Come si legge su La Stampa, i dispositivi sarebbero parti degli autovelox installati ad agosto dalla Provincia sulla tangenziale di Asti, in Piemonte, a meno di un chilometro da dove è stata fatta la scoperta, e distrutti nella notte tra il 23 e il 24 dicembre da due uomini con il volto coperto. Emulatori da ricondurre al fenomeno di Fleximan, il gruppo di persone che ormai da mesi hanno abbattuto, danneggiato, incendiato, da Nord a Sud, decine di dispositivi di rilevamento della velocità.

"Dobbiamo ancora esaminare tecnicamente gli impianti ritrovati, ma quasi sicuramente sono i nostri – ha spiegato Silvio Nargi, comandante della Polizia provinciale – Al momento della demolizione delle strutture, i sistemi elettronici erano stati lasciati dai vandali agganciati ai pali divelti. Poi erano scomparsi". A recuperare i resti sono stati i volontari del Corpo ambientale nazionale.

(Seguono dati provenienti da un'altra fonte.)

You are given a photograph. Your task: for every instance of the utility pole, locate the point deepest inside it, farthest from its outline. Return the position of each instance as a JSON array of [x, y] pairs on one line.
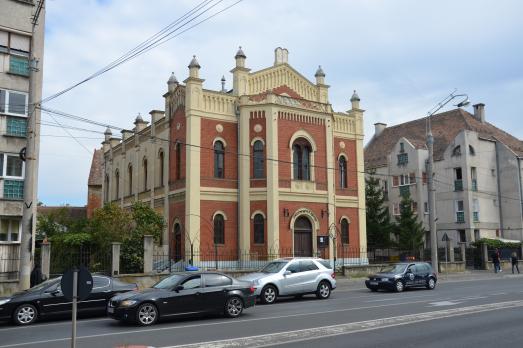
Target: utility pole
[[31, 164], [430, 176]]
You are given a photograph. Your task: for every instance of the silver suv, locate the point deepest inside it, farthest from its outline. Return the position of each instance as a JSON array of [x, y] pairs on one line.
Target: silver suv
[[293, 277]]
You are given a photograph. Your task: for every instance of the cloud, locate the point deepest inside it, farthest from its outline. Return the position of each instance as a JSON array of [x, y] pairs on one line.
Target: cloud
[[402, 56]]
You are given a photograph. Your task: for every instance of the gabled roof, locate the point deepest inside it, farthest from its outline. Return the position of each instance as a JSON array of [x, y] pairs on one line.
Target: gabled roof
[[445, 127], [95, 175]]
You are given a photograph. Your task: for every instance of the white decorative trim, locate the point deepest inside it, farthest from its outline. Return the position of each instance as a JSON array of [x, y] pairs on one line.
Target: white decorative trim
[[343, 154], [220, 139], [219, 212], [345, 217], [258, 212], [255, 139]]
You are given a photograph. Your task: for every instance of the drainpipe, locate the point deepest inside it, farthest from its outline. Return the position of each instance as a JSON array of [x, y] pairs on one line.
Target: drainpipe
[[499, 191], [520, 190], [238, 150]]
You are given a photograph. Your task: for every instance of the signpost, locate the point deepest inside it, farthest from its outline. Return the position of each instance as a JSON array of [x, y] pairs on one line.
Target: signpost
[[76, 284]]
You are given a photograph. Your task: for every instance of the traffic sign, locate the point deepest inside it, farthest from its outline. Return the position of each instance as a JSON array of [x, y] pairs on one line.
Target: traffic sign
[[85, 283]]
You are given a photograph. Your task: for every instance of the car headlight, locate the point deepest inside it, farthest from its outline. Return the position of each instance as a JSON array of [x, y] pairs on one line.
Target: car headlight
[[128, 303]]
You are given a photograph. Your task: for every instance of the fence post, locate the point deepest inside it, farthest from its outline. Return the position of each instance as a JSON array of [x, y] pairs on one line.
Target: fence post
[[450, 249], [45, 259], [115, 264], [484, 249], [463, 252], [148, 247]]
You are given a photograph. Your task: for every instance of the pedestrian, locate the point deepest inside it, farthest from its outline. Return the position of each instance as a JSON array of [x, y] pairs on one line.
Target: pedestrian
[[514, 259], [495, 261], [36, 276]]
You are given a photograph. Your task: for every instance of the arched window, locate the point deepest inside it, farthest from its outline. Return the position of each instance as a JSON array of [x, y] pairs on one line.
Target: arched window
[[257, 159], [301, 159], [145, 174], [107, 198], [219, 229], [219, 151], [130, 178], [259, 229], [343, 172], [178, 161], [161, 167], [117, 183], [344, 231]]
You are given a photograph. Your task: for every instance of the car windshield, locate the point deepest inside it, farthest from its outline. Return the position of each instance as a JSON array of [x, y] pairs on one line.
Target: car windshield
[[399, 268], [45, 284], [274, 267], [169, 282]]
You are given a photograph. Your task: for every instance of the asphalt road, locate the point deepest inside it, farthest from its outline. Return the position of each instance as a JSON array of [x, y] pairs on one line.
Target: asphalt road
[[455, 314]]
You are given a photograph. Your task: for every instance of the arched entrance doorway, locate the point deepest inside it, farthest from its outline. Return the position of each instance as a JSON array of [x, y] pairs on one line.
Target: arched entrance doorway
[[302, 237], [177, 242]]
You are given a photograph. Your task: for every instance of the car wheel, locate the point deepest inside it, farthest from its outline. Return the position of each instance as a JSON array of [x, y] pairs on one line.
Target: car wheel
[[399, 286], [146, 314], [269, 294], [324, 290], [25, 314], [431, 284], [233, 307]]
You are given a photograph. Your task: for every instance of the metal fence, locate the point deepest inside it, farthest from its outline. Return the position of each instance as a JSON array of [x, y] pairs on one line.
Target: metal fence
[[94, 259], [9, 262]]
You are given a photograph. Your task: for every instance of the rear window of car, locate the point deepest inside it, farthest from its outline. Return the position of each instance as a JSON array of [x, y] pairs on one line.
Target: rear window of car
[[307, 266], [216, 280], [325, 263]]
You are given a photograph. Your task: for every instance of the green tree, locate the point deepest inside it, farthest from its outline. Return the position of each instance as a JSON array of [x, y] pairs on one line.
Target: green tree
[[408, 230], [379, 227]]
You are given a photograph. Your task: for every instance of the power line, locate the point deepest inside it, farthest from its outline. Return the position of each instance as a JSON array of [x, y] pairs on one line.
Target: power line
[[156, 41]]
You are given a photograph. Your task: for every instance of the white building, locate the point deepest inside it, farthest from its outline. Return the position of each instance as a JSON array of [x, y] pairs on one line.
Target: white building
[[16, 35], [477, 174]]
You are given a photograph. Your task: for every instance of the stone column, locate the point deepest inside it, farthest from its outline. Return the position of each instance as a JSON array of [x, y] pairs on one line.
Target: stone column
[[450, 250], [148, 247], [45, 259], [485, 255], [115, 264]]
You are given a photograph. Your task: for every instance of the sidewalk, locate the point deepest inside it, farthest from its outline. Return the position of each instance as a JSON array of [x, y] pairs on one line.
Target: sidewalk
[[359, 283]]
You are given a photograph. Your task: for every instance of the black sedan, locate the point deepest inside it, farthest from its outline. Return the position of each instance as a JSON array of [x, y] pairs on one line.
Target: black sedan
[[184, 293], [46, 300], [400, 276]]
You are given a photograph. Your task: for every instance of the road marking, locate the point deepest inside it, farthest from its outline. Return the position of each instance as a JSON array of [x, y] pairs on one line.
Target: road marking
[[443, 303], [349, 328]]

L'azione dei due uomini era stata filmata dalle telecamere a presidio degli impianti. Anche se la diffusione era stata vietata, a gennaio il video era finito su una chat Telegram ed era diventato virale in poco tempo con migliaia di visualizzazioni.

A dicembre aperto un fascicolo per danneggiamento di beni pubblici

Già a dicembre scorso la pubblico ministero Laura Deodato aveva aperto un fascicolo per danneggiamento di beni pubblici contro gli autori dell'atto vandalico. Ora, sulle attrezzature ritrovate si cercheranno impronte digitali e altre tracce, anche se a rubarle potrebbero essere state persone diverse rispetto a quelle che hanno messo in atto l'abbattimento.

"Nelle prossime settimane contiamo di ripartire con il servizio di rilevamento della velocità e conseguenti sanzioni – fa sapere Nargi – La riattivazione è stata rallentata da un cantiere causato da un incidente".

Quarto autovelox abbattuto a Ravenna

Nella giornata di oggi, mercoledì 7 febbraio, gli emuli di Fleximan hanno segato con un flessibile un autovelox nel territorio del Comune di Ravenna. Il dispositivo si trovava su via Mandriole nei pressi dell’incrocio con via Sant’Alberto, come si legge su Il Resto del Carlino.

Il rilevatore di velocità era attivo dal 2022. Si tratta del quarto abbattuto nel Ravennate dal 26 gennaio scorso, quando fu messo fuori uso quello di Osteria, lungo la via Dismano. Indaga la polizia provinciale.